I believe the word is: schadenfreude. The delight one takes in the suffering of others.
That's what I've been feeling for the last several days giggling at the antics of the Republican Party in Bizarro World. I simply couldn't have dreamed for a more disastrous convention than what is currently going on in Minneapolis. Given all the drama of the hurricane, we haven't even had time to pause over the utterly unprecedented fact that a sitting president and vice president are regarded as so toxic to their own party that they aren't even in attendance.
And then there Alaska's Governor NutJob. Suffice it to say that when news of a pregnant 17 year old daughter being railroaded into a shotgun wedding (shotguns provided to all guests by the NRA I assume?) to a self-identified "F&%*ing Redneck" is only one of the weird items to emerge, you know Jon Stewart is a very happy man. The jokes write themselves.
It brings me back to 1988 and Dan "Mr. Potato[e] Head" Quayle. At the time, George I's pick stunned the pundits. Quayle was (and remains) a nobody - a Senator from Indiana who had no visibility and who had achieved nothing. He was young, telegenic, and utterly empty-headed. (In retrospect, of course, George I was picking the closest thing he could find to his own feckless son, but that little bit of Bush Family Psycho-drama wasn't so obvious at the time). And Quayle was a social conservative of the bible-thumping kind. Remember the daring and courageous stand he took against Murphy Brown and The Simpsons?

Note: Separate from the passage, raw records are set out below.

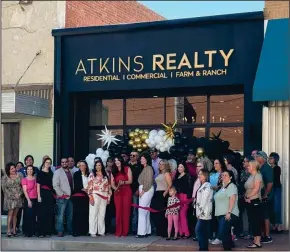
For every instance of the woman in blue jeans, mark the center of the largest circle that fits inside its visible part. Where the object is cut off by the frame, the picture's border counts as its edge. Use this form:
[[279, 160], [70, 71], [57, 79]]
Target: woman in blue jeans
[[203, 208], [226, 208]]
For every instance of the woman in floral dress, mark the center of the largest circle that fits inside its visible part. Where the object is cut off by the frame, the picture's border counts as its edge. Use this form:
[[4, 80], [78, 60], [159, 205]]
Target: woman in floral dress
[[99, 191], [12, 189]]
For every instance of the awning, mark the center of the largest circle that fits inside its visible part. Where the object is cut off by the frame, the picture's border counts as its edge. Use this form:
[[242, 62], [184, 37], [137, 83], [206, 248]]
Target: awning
[[272, 77]]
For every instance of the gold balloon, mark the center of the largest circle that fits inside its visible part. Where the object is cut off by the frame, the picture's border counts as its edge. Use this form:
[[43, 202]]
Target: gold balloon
[[137, 140]]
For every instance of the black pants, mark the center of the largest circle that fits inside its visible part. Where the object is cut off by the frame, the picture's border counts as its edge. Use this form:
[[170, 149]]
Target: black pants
[[159, 202], [29, 217], [255, 216], [228, 243]]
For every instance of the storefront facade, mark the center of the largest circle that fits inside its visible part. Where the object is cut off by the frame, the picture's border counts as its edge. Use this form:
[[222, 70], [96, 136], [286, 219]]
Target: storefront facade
[[172, 61]]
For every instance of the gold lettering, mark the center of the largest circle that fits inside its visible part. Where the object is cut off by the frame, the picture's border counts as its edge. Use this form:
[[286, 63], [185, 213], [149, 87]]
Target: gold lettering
[[210, 53], [81, 68], [138, 63], [158, 59], [170, 61], [121, 62], [103, 66], [92, 64], [226, 57], [184, 62], [196, 65]]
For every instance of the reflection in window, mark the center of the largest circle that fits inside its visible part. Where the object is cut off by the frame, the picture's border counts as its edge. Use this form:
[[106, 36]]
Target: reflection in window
[[186, 110], [144, 111], [234, 135], [106, 112], [226, 108], [95, 143]]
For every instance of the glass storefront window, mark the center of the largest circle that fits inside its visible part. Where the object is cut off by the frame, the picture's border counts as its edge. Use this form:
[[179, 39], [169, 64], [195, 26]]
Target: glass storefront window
[[227, 108], [234, 135], [144, 111], [106, 112], [186, 110]]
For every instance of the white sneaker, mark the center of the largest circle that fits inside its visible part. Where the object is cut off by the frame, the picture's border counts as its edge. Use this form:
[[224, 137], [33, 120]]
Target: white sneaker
[[216, 242]]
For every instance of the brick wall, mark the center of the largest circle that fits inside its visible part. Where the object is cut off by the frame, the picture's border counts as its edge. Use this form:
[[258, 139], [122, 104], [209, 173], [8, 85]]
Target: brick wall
[[94, 13], [276, 9]]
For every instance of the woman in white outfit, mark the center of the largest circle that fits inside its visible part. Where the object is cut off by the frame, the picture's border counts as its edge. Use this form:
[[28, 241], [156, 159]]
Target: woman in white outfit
[[146, 192], [99, 191]]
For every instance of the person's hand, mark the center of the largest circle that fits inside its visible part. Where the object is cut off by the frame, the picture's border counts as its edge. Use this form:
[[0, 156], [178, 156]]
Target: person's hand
[[228, 216], [92, 202], [29, 203]]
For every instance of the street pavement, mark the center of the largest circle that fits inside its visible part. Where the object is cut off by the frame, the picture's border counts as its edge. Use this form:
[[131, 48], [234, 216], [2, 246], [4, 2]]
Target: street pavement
[[130, 243]]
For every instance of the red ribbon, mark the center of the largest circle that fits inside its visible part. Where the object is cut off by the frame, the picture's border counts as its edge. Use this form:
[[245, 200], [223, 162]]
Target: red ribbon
[[103, 197], [181, 203], [55, 196]]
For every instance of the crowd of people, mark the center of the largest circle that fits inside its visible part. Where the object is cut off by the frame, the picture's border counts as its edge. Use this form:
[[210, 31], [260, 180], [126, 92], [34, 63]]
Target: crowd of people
[[212, 201]]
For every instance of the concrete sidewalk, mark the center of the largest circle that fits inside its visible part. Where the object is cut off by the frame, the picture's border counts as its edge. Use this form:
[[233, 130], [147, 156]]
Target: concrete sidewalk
[[112, 243]]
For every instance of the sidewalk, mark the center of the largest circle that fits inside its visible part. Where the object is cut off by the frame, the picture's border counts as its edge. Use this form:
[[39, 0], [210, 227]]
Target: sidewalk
[[111, 243]]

And then, of course, I stopped giggling.
George I won in 1988, of course, Dan Quayle notwithstanding. Quayle might not have contributed much to that election (perhaps he turned out some of those right-wing religious fanatics) but he clearly didn't hurt. And for four years the man who on his best days was repeatedly described as "a deer caught in the headlights" was one proverbial heartbeat away from the Oval Office. (In truth, medical science has not demonstrated conclusively that George H W or any member of the Bush family actually possesses a heart, so perhaps the metaphor is not apt).

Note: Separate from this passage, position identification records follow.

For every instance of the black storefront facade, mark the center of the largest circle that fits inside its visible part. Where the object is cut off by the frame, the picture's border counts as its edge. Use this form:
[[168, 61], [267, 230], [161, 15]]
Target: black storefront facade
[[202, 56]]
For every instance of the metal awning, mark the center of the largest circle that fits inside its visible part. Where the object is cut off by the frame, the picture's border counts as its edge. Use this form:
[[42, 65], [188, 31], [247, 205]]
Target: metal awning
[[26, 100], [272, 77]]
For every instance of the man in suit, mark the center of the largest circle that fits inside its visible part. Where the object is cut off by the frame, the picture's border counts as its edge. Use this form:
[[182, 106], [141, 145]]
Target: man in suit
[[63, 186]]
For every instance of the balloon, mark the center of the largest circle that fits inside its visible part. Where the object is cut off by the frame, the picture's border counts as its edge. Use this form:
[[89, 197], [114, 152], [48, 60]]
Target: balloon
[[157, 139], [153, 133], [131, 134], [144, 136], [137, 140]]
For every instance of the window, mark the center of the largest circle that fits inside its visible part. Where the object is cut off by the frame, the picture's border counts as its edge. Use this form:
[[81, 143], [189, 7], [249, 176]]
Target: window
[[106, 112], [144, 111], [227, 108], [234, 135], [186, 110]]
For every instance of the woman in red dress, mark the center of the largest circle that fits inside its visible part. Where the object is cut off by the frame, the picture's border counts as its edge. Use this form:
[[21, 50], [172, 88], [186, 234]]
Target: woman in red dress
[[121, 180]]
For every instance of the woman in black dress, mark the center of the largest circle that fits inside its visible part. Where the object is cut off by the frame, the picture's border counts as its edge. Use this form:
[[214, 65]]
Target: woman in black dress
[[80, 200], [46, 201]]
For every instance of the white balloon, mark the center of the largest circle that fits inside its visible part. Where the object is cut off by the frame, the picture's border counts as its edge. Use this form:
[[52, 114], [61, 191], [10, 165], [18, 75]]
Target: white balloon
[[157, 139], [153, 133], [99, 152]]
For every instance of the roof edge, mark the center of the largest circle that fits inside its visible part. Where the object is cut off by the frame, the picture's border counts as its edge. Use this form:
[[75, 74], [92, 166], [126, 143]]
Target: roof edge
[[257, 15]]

McBush's choice of Governor NutJob yields one of two conclusions. Either he really did do his homework on this woman, in which case we should be terrified about McBush's judgement; or he made this pick recklessly and impulsively, in which case we should be terrified about McCain's judgement.
Nonetheless, it isn't clear who's laughing along with me at what apparently passes for politics in Alaska. Certainly not the New York Times. On today's front page a headline announces "Wooing Conservatives Pays Off." This on the basis of a standing ovation Gov. NutJob got at a convention function.
In the end, Gov. NutJob won't decide this election unless her selection becomes a referendum on McBush's ineptitude. Making that connection may prove harder than it appears. I won't try to draw the analogy to 1988 too tightly. Quayle was merely a right-wing non-entity; Gov. NutJob is from some other planet of crazy. But voters certainly didn't punish George I for his laughable choice 20 years ago in 1988. So stop giggling.